I'm looking for something that logs all function calls to a file. Does such a tool exist? It shouldn't be impossible to implement, profilers like VTune does something very similar.
We're using visual studio 2008 (C++).
Thanks
A.B.
Logging function entries/exits is a low-level approach to your problem. I would suggest using automatic debugger instrumentation (using Debugger key under Image File Execution Options with regedit or using gflags from the package I provide a link to below) and trying to repro the problem until it crashes. Additionally, you can have the debugger log function call history of suspected module(s) using a script or have collect any other information.
But not knowing the details of your application it is very hard to suggest a solution. Is it a user app, service or a driver? What does "crashes at startup" mean - at windows startup or app's startup?
Use this debugger package to troubleshoot.
The only problem with the logging idea is that when the system crashes, the latest log entries might still be in the cache and have no chance to be written to disk...
If it was me I would try running the program on a different PC - it might be flaky hardware or drivers causing the problem. An application program "shouldn't" be able to bring down the system.
A few Ideas-
There is a good chance that just prior to your crash there is some sort of exception in the application. if you set you handler for all unhandled exceptions using SetUnhandledExceptionFilter() and write a stack trace to your log file, you might have a chance to catch the crash in action.
Just remember to flush the file after every write.

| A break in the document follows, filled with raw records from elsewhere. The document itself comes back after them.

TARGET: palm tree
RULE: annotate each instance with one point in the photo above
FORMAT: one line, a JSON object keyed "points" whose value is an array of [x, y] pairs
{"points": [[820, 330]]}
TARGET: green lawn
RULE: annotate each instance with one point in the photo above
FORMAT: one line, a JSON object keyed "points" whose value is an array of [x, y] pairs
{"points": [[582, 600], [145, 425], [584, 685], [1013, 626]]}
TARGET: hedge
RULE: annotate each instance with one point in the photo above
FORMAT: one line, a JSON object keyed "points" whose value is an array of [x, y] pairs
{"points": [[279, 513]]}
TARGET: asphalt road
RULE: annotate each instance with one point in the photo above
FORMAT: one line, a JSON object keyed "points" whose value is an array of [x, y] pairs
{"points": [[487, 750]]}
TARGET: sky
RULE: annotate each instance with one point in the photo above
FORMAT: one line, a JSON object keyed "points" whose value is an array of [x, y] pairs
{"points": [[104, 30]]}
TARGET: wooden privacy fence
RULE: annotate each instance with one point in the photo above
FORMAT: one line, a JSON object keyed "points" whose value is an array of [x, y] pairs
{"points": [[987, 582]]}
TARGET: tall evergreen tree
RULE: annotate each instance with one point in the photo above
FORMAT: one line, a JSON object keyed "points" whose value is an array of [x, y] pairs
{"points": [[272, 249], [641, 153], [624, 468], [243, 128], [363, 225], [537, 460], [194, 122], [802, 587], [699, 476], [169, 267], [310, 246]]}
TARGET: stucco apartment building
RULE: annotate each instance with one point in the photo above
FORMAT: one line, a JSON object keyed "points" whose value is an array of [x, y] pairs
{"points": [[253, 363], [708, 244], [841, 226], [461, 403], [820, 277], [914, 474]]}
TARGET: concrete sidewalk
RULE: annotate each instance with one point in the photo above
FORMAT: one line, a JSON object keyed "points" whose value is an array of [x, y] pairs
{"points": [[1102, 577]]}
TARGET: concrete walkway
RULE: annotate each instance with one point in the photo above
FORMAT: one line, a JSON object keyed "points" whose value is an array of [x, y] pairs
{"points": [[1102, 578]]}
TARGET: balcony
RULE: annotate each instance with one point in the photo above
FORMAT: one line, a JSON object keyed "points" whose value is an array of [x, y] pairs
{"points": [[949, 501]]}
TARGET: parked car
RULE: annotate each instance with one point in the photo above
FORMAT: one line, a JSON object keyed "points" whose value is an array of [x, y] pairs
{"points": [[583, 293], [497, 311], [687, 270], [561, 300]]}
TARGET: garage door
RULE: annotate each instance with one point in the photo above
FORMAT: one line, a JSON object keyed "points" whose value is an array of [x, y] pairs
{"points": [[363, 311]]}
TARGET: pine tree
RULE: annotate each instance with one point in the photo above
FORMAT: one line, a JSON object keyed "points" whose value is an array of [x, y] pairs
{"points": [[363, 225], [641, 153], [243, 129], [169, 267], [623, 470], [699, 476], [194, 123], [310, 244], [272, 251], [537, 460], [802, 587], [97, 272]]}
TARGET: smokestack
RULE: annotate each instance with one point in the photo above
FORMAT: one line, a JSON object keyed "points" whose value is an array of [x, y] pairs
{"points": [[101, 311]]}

Another option is to use a tool such as strace which logs all of the system calls into the kernel (there are multiple flavors and implementations for that so pick your favorite). if you look at the log just before the crash you might find the culprit
Have you considered using a second machine as a remote debugger (via the network)? When the application (and system) crashes, the second machine should still show some useful information, if not the actual point of the problem. I believe VC++ has that ability, at least in some versions.
For Visual C++ _penter() and _pexit() can be used to instrument your code.

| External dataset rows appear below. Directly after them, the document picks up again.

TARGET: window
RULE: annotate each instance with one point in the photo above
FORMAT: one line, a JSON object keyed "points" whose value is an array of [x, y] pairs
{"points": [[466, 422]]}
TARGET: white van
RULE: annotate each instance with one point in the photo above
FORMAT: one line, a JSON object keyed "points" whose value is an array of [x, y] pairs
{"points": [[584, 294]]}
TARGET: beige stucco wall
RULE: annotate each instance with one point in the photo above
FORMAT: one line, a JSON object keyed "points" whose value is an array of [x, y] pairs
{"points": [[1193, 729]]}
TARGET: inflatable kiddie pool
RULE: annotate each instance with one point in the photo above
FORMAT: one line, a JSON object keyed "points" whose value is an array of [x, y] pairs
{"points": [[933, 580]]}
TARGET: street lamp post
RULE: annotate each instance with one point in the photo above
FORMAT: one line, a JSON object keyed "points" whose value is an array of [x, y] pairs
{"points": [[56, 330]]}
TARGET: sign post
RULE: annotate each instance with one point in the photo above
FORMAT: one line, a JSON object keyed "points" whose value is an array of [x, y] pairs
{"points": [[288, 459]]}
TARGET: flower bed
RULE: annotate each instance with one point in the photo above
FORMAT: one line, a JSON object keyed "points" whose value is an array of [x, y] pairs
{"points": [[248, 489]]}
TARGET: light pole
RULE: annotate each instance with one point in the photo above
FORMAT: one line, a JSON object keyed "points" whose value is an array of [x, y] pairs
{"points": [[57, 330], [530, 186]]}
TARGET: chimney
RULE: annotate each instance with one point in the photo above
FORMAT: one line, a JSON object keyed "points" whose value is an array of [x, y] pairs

See also Method Call Interception in C++.
GCC (including the version MingGW for Windows development) has a code generation switch called -finstrument-functions that tells the compiler to emit special calls to functions called __cyg_profile_func_enter and __cyg_profile_func_exit around every function call. For Visual C++, there are similar options called /GH and /Gh. These cause the compiler to emit calls to __penter and __pexit around function calls.
These instrumentation modes can be used to implement a logging system, with you implementing the calls that the compiler generates to output to your local filesystem or to another computer on your network.
If possible, I'd also try running your system using valgrind or a similar checking tool. This might catch your problem before it gets out-of-hand.